Ok, so even reading just a few posts on here about goat behaviour I feel immensely better because my two five month old Alpine cross does are driving me BATTY!!! 

We finally got them contained behind some electric fence so I could put my vegetable garden in without worrying that they would eat their way through it but now a new problem, they don't want to be outside!!  The fence runs off the sliding door from the barn and in the morning I put them outside and shut the door.  They do EVERYTHING within their power to get back into the barn.  Nudging the door open, running at it full tilt every time I open it to change water.  It's getting ridonkulous!!  They're getting big and strong and I'm having to handle them pretty roughly just to keep them from shoving their way inside every time I open the door.  

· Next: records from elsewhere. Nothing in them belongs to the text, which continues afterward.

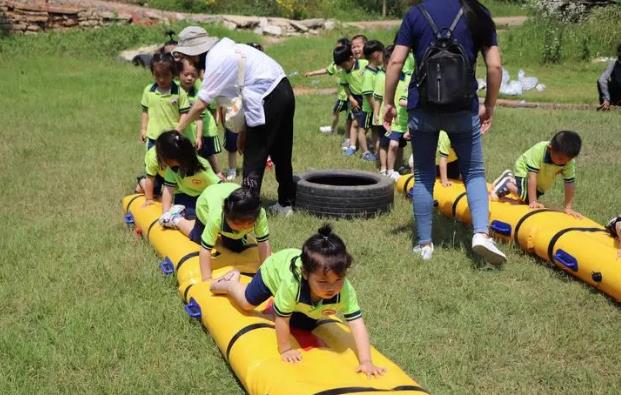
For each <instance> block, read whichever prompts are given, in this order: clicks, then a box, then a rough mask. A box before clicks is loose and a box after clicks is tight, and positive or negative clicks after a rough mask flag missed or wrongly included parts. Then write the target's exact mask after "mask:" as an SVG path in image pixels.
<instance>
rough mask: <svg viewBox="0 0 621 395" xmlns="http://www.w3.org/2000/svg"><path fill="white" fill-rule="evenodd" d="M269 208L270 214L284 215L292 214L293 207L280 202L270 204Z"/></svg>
mask: <svg viewBox="0 0 621 395" xmlns="http://www.w3.org/2000/svg"><path fill="white" fill-rule="evenodd" d="M269 210H270V212H271V213H272V214H278V215H284V216H285V217H288V216H290V215H292V214H293V207H291V206H281V205H280V203H276V204H274V205H272V206H270V208H269Z"/></svg>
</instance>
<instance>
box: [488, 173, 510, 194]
mask: <svg viewBox="0 0 621 395" xmlns="http://www.w3.org/2000/svg"><path fill="white" fill-rule="evenodd" d="M503 174H504V177H502V178H500V179H496V180H497V182H495V183H494V187H493V188H492V196H495V197H496V198H497V199H500V198H502V197H505V196H507V195H508V194H509V193H510V192H511V191H509V187H508V185H509V183H511V182H513V173H511V172H510V171H508V170H506V171H504V172H503Z"/></svg>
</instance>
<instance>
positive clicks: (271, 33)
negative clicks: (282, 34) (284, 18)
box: [263, 25, 282, 37]
mask: <svg viewBox="0 0 621 395" xmlns="http://www.w3.org/2000/svg"><path fill="white" fill-rule="evenodd" d="M263 34H266V35H268V36H276V37H278V36H282V28H281V27H280V26H274V25H268V26H265V27H264V28H263Z"/></svg>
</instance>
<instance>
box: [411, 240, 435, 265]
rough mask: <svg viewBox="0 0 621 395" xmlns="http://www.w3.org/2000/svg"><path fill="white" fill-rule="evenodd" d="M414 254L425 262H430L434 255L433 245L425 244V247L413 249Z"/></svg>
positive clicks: (429, 243)
mask: <svg viewBox="0 0 621 395" xmlns="http://www.w3.org/2000/svg"><path fill="white" fill-rule="evenodd" d="M412 252H413V253H415V254H416V255H420V257H421V258H422V259H423V261H428V260H430V259H431V256H432V255H433V243H429V244H425V245H424V246H421V245H420V244H419V245H417V246H416V247H414V248H413V249H412Z"/></svg>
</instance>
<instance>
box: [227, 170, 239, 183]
mask: <svg viewBox="0 0 621 395" xmlns="http://www.w3.org/2000/svg"><path fill="white" fill-rule="evenodd" d="M235 177H237V170H236V169H226V180H227V181H233V180H234V179H235Z"/></svg>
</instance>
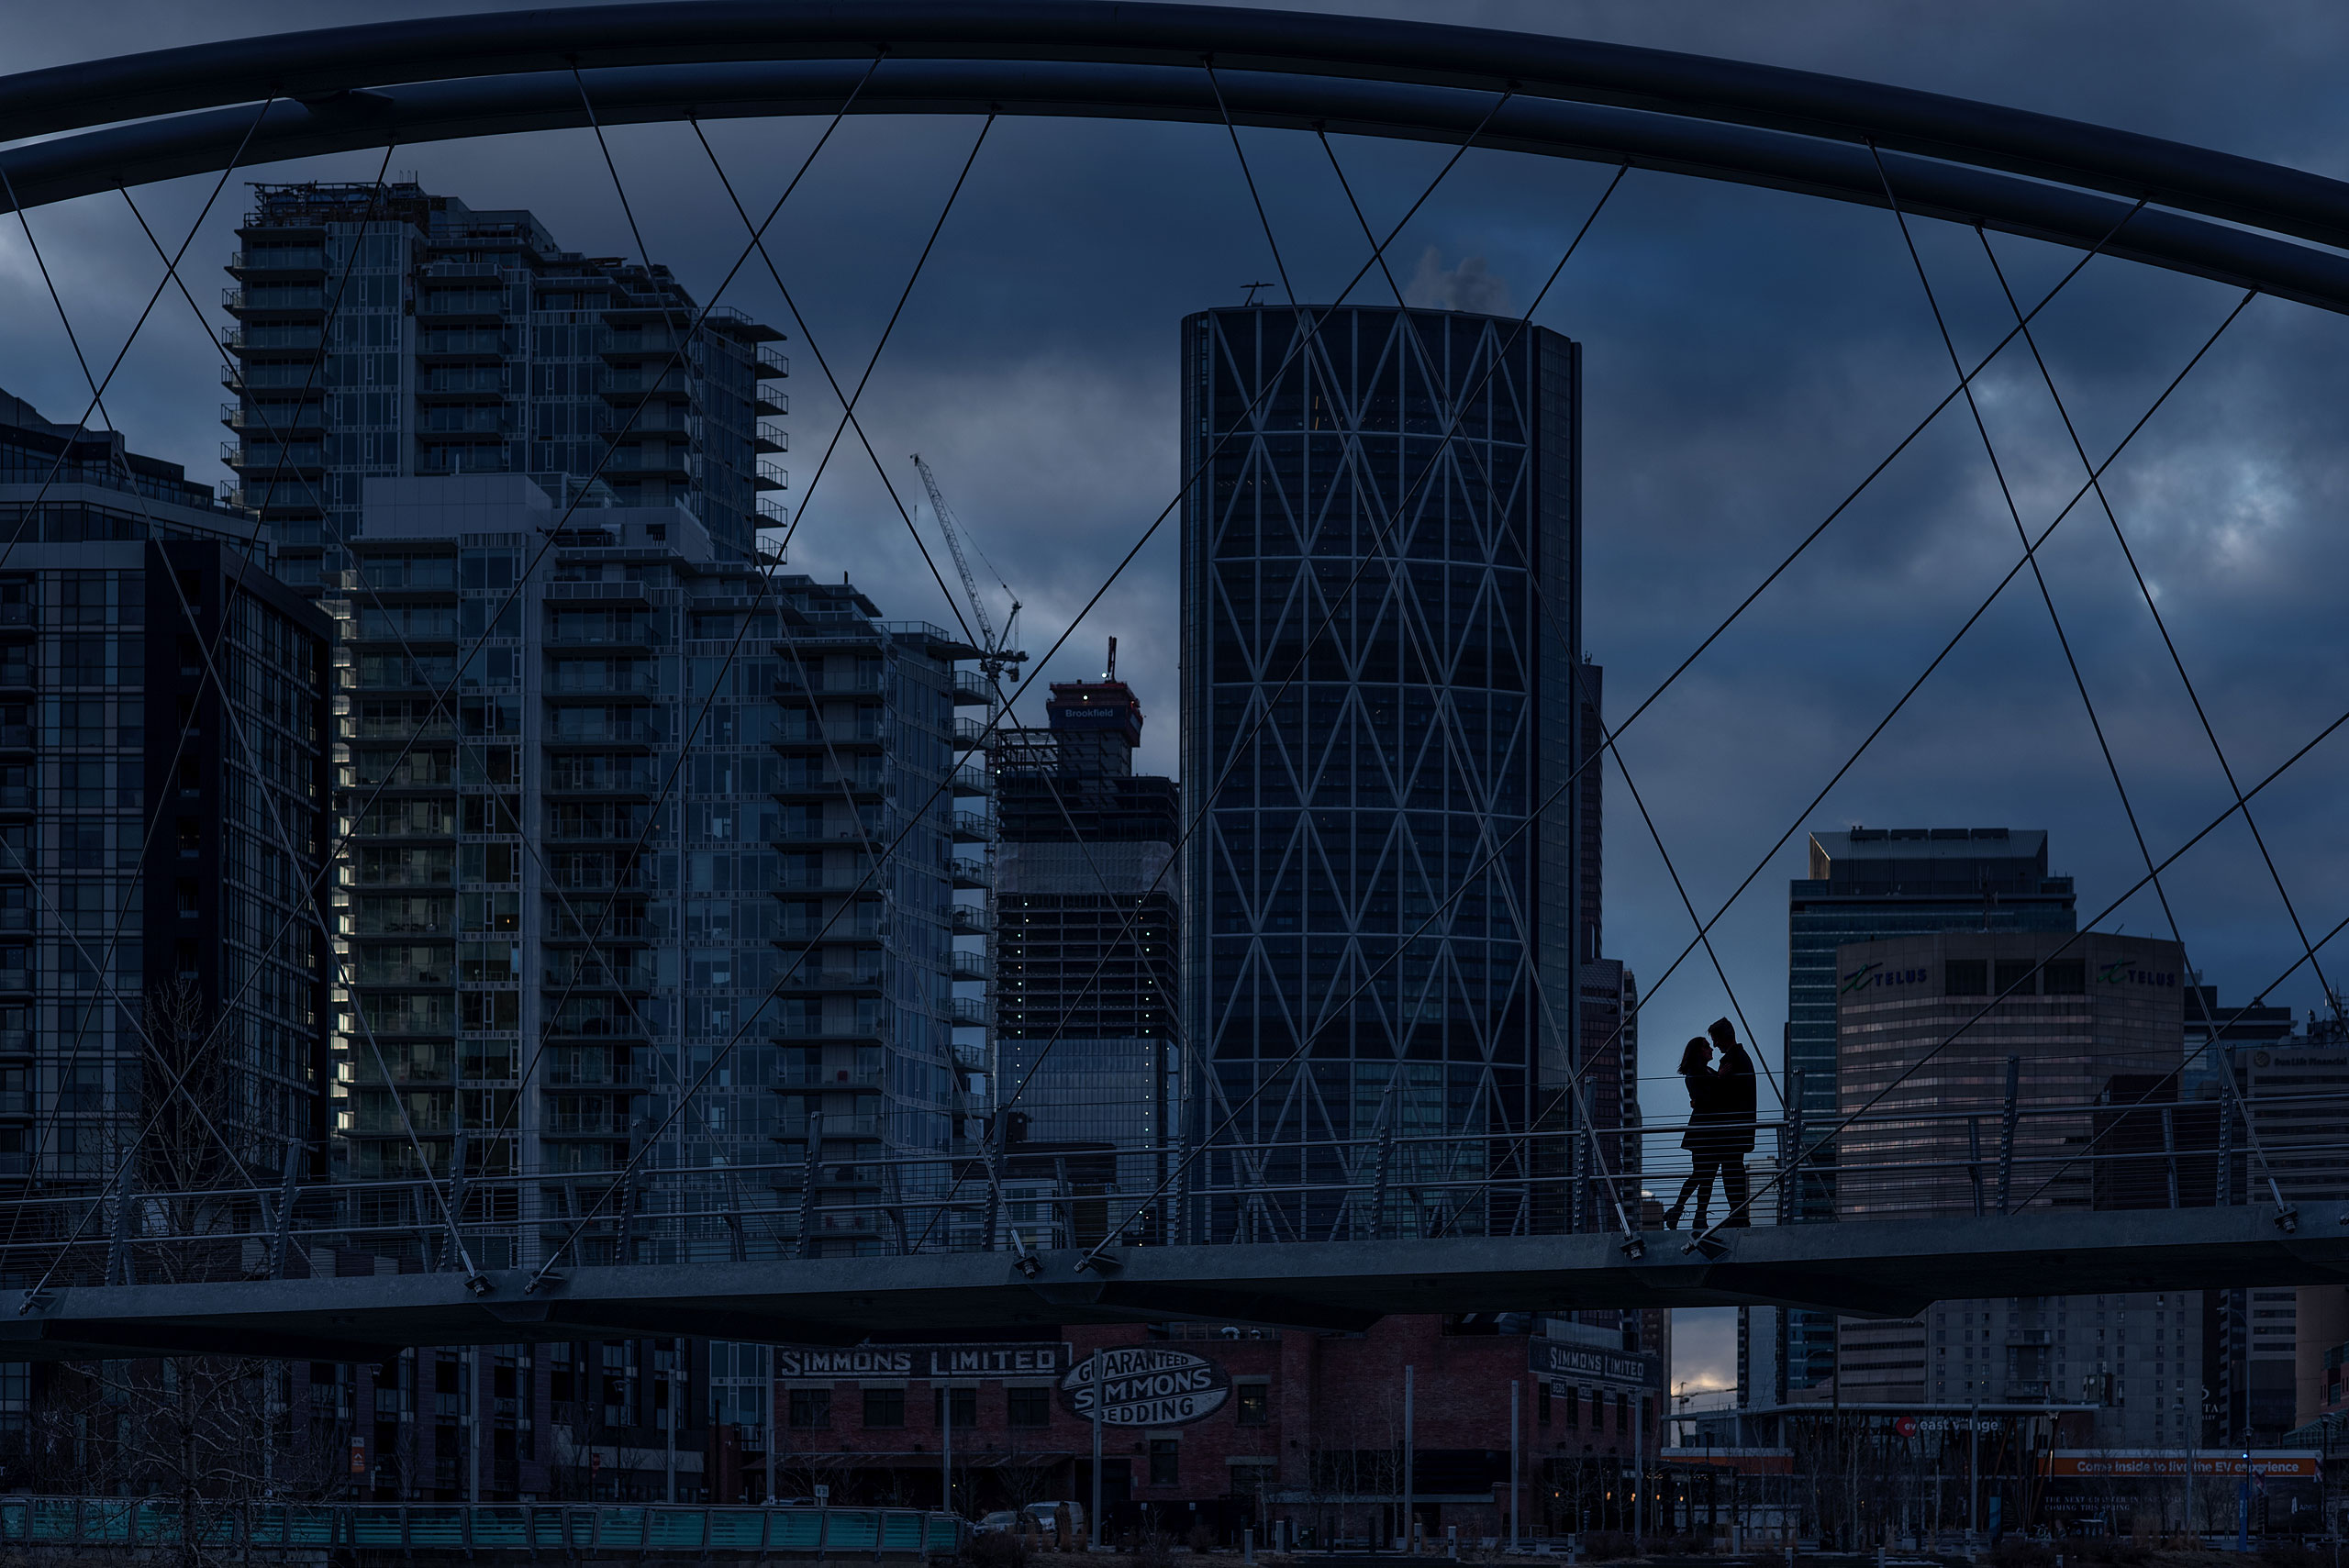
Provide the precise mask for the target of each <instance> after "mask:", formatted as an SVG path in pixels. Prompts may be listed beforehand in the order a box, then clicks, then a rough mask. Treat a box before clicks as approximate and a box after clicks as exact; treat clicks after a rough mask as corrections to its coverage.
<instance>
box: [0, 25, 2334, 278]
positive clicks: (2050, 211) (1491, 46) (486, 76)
mask: <svg viewBox="0 0 2349 1568" xmlns="http://www.w3.org/2000/svg"><path fill="white" fill-rule="evenodd" d="M876 56H881V61H883V63H881V68H879V70H874V73H871V80H869V85H867V87H864V89H862V92H860V94H857V99H855V106H853V110H850V113H879V115H909V113H949V115H956V113H1008V115H1076V117H1118V120H1189V122H1221V110H1219V108H1217V101H1214V92H1212V89H1210V85H1207V80H1205V70H1203V68H1200V66H1203V63H1207V61H1212V63H1214V68H1217V85H1219V87H1221V96H1224V103H1229V113H1231V117H1233V120H1236V122H1240V124H1257V127H1290V129H1315V127H1318V129H1330V131H1344V134H1369V136H1398V138H1416V141H1442V143H1456V141H1461V138H1466V136H1468V134H1473V131H1478V127H1480V124H1485V129H1482V134H1480V136H1478V141H1480V143H1482V146H1492V148H1501V150H1517V153H1534V155H1546V157H1571V160H1590V162H1609V164H1616V162H1621V164H1633V167H1642V169H1661V171H1670V174H1684V176H1698V178H1712V181H1729V183H1745V185H1764V188H1776V190H1790V192H1802V195H1813V197H1828V200H1839V202H1856V204H1863V207H1886V204H1889V202H1886V190H1884V188H1886V183H1889V185H1891V190H1893V197H1898V202H1900V204H1903V209H1907V211H1912V214H1924V216H1933V218H1947V221H1957V223H1968V225H1973V223H1978V225H1983V228H1994V230H2001V232H2013V235H2027V237H2032V239H2046V242H2053V244H2065V246H2074V249H2105V251H2109V254H2112V256H2119V258H2126V261H2138V263H2145V265H2156V268H2166V270H2173V272H2187V275H2196V277H2208V279H2215V282H2222V284H2229V286H2239V289H2255V291H2262V293H2274V296H2279V298H2290V300H2297V303H2304V305H2314V307H2321V310H2333V312H2344V315H2349V256H2342V254H2340V251H2337V249H2335V246H2340V249H2349V183H2342V181H2333V178H2323V176H2316V174H2307V171H2300V169H2286V167H2281V164H2267V162H2257V160H2248V157H2236V155H2229V153H2215V150H2208V148H2196V146H2187V143H2178V141H2163V138H2156V136H2140V134H2133V131H2119V129H2109V127H2098V124H2086V122H2077V120H2060V117H2053V115H2039V113H2030V110H2015V108H2001V106H1990V103H1976V101H1968V99H1952V96H1943V94H1929V92H1914V89H1905V87H1886V85H1879V82H1860V80H1851V77H1835V75H1818V73H1806V70H1788V68H1781V66H1752V63H1743V61H1724V59H1710V56H1696V54H1672V52H1663V49H1635V47H1626V45H1602V42H1588V40H1574V38H1550V35H1536V33H1501V31H1489V28H1459V26H1445V23H1416V21H1381V19H1358V16H1327V14H1299V12H1257V9H1226V7H1205V5H1130V2H1128V5H1116V2H1109V0H871V2H857V5H843V2H839V0H834V2H808V5H792V7H775V5H768V2H766V0H686V2H674V5H665V2H639V5H606V7H580V9H540V12H498V14H482V16H444V19H423V21H392V23H366V26H350V28H324V31H312V33H284V35H270V38H247V40H228V42H209V45H195V47H183V49H162V52H150V54H129V56H120V59H106V61H82V63H70V66H54V68H47V70H28V73H21V75H12V77H0V141H23V138H31V136H42V138H47V141H35V143H28V146H14V148H9V150H5V153H0V171H5V174H7V188H9V190H14V204H21V207H40V204H47V202H61V200H70V197H80V195H92V192H99V190H110V188H115V185H141V183H150V181H162V178H176V176H186V174H207V171H221V169H228V167H230V164H237V167H256V164H270V162H282V160H296V157H317V155H327V153H345V150H362V148H381V146H385V143H402V146H409V143H425V141H449V138H465V136H500V134H517V131H543V129H576V127H585V124H587V110H585V108H583V101H580V87H583V85H585V89H587V94H590V96H592V101H594V113H597V117H599V120H601V122H606V124H630V122H674V120H723V117H770V115H832V113H836V110H839V108H841V103H843V101H846V99H848V96H850V92H853V89H855V85H857V82H860V80H864V75H867V68H869V66H871V61H874V59H876ZM573 73H578V75H573ZM1501 94H1506V101H1503V103H1501V108H1499V110H1494V103H1496V99H1501ZM263 103H268V108H265V110H261V108H258V106H263ZM256 113H258V127H256ZM1487 115H1489V122H1487ZM247 138H249V146H247ZM240 146H242V157H240ZM1879 157H1882V171H1879V162H1877V160H1879ZM5 209H9V204H7V200H5V195H0V211H5Z"/></svg>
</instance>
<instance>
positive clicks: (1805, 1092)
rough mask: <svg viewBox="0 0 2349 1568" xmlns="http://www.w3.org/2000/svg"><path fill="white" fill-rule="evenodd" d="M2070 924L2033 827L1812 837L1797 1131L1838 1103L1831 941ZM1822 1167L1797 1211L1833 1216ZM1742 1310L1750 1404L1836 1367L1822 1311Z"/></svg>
mask: <svg viewBox="0 0 2349 1568" xmlns="http://www.w3.org/2000/svg"><path fill="white" fill-rule="evenodd" d="M2072 930H2077V911H2074V906H2072V878H2067V876H2048V836H2046V833H2044V831H2039V829H1863V826H1853V829H1851V831H1844V833H1811V864H1809V876H1806V878H1795V880H1792V883H1790V885H1788V986H1785V1019H1788V1023H1785V1059H1783V1066H1785V1073H1788V1075H1797V1073H1799V1084H1802V1087H1799V1099H1802V1117H1804V1122H1806V1124H1809V1129H1813V1131H1811V1134H1806V1138H1809V1136H1816V1129H1820V1127H1828V1124H1830V1122H1832V1117H1835V1108H1837V1068H1835V993H1837V986H1839V979H1837V972H1835V948H1839V946H1844V944H1851V941H1879V939H1886V937H1929V934H1933V932H2072ZM1832 1162H1835V1150H1832V1148H1828V1150H1820V1153H1818V1155H1813V1157H1811V1160H1809V1162H1806V1164H1804V1181H1802V1183H1799V1185H1797V1188H1795V1192H1792V1197H1790V1202H1792V1209H1795V1218H1804V1221H1816V1218H1830V1216H1832V1214H1835V1178H1832ZM1813 1167H1816V1174H1813ZM1750 1312H1752V1317H1750V1319H1748V1324H1745V1336H1743V1338H1745V1340H1748V1350H1741V1364H1750V1371H1752V1378H1748V1376H1745V1373H1741V1385H1745V1390H1748V1401H1752V1404H1766V1401H1776V1399H1783V1397H1785V1392H1788V1390H1802V1387H1813V1385H1820V1383H1825V1380H1828V1378H1830V1376H1832V1373H1835V1317H1832V1314H1825V1312H1790V1310H1788V1312H1781V1310H1776V1307H1755V1310H1750ZM1764 1324H1766V1326H1764ZM1755 1336H1762V1338H1759V1340H1757V1338H1755ZM1769 1340H1776V1343H1769ZM1748 1352H1752V1354H1748ZM1757 1383H1769V1387H1757Z"/></svg>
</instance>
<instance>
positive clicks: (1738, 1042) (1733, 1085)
mask: <svg viewBox="0 0 2349 1568" xmlns="http://www.w3.org/2000/svg"><path fill="white" fill-rule="evenodd" d="M1708 1033H1710V1035H1712V1040H1705V1038H1703V1035H1698V1038H1696V1040H1689V1049H1684V1052H1682V1054H1680V1077H1682V1080H1684V1082H1687V1084H1689V1131H1684V1134H1680V1145H1682V1148H1684V1150H1689V1162H1691V1169H1689V1178H1687V1181H1684V1183H1680V1202H1675V1204H1672V1207H1670V1209H1665V1211H1663V1228H1665V1230H1677V1228H1680V1214H1682V1209H1687V1207H1689V1197H1696V1223H1694V1228H1696V1230H1703V1228H1705V1204H1710V1202H1712V1178H1715V1176H1719V1178H1722V1202H1724V1204H1729V1218H1724V1221H1722V1223H1724V1225H1750V1223H1752V1218H1750V1214H1748V1207H1750V1202H1752V1199H1750V1197H1748V1192H1745V1155H1750V1153H1752V1148H1755V1059H1752V1056H1748V1054H1745V1045H1743V1042H1741V1040H1738V1030H1736V1028H1731V1023H1729V1019H1715V1021H1712V1028H1710V1030H1708ZM1712 1047H1719V1049H1722V1066H1712Z"/></svg>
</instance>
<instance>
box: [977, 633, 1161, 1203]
mask: <svg viewBox="0 0 2349 1568" xmlns="http://www.w3.org/2000/svg"><path fill="white" fill-rule="evenodd" d="M1045 714H1048V723H1045V728H1043V730H1034V728H1005V730H998V742H996V746H994V753H991V768H994V775H996V817H998V831H1001V845H998V850H996V1075H998V1077H996V1106H998V1108H1001V1110H1003V1113H1005V1117H1008V1122H1005V1127H1008V1129H1017V1131H1019V1134H1022V1136H1024V1138H1027V1141H1031V1143H1059V1145H1088V1143H1090V1145H1118V1148H1151V1145H1165V1143H1167V1141H1170V1136H1172V1131H1174V1127H1172V1122H1170V1117H1172V1113H1174V1106H1179V1103H1182V1099H1179V1077H1182V1049H1179V1033H1177V1019H1174V984H1177V967H1174V941H1177V925H1174V922H1177V901H1174V876H1172V869H1170V866H1172V859H1174V845H1177V840H1179V812H1177V786H1174V779H1170V777H1160V775H1137V772H1135V749H1137V746H1139V744H1142V702H1139V699H1137V697H1135V690H1132V688H1130V685H1128V683H1125V681H1118V678H1113V669H1111V674H1109V676H1104V678H1102V681H1055V683H1052V699H1050V702H1048V707H1045ZM1118 1167H1120V1169H1118V1190H1120V1192H1123V1190H1132V1192H1135V1195H1137V1197H1139V1195H1146V1192H1149V1190H1151V1188H1153V1185H1156V1181H1158V1171H1156V1155H1135V1157H1128V1160H1120V1162H1118ZM1125 1167H1130V1169H1125Z"/></svg>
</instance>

WHY DO THEY WANT IN THERE SO BAD??!?!?  There's plenty of food and forage and shade and water and even FUN outside!!!  If I leave the barn door open they spend the entire day in the barn trying to get stuck on/in/under something and peeing and pooping unecessarily in their stall.  

Oh, and a complete side note...I don't know how to clip hooves, the videos on You Tube were only slightly helpful, and I'm not sure I'm doing it properly and I don't want to hurt them...any advice for a first timer?  Do you think a horse farrier would do goat hooves for me?


----------



## NachoFarm (Jun 27, 2012)

Oh and as well concerning behaviour, whenever I have one of my human kids out in the barn/pasture with me, the one doe will rear up and appear to challenge my kids with her horns.  They came to us at 8 weeks with their horns still intact and man, now I know why people disbud.  Why are they doing this specifically to my kids and how can I strongly discourage it?


----------



## ksj0225 (Jun 27, 2012)

Do you have a goat mentor around or anyone that could come over to help with their hooves the first time.  I've found that watching someone in real-life beats youtube hands down.  You and the kids need to start putting the goats in their place with the head butting.


----------



## elevan (Jun 27, 2012)

Trimming hooves is relatively easy after you've done it a few times.  Just keep at it.  Practice makes perfect after all  

Wanting to be in the barn?  My goats like to come in for a while and then they'll go back out and then they're back in and so on.  

Headbutting / rearing toward your human children...nip this in the bud.  Teach your kids to be authoritative with the goats.  The goats need to see them as higher in the pecking order.


----------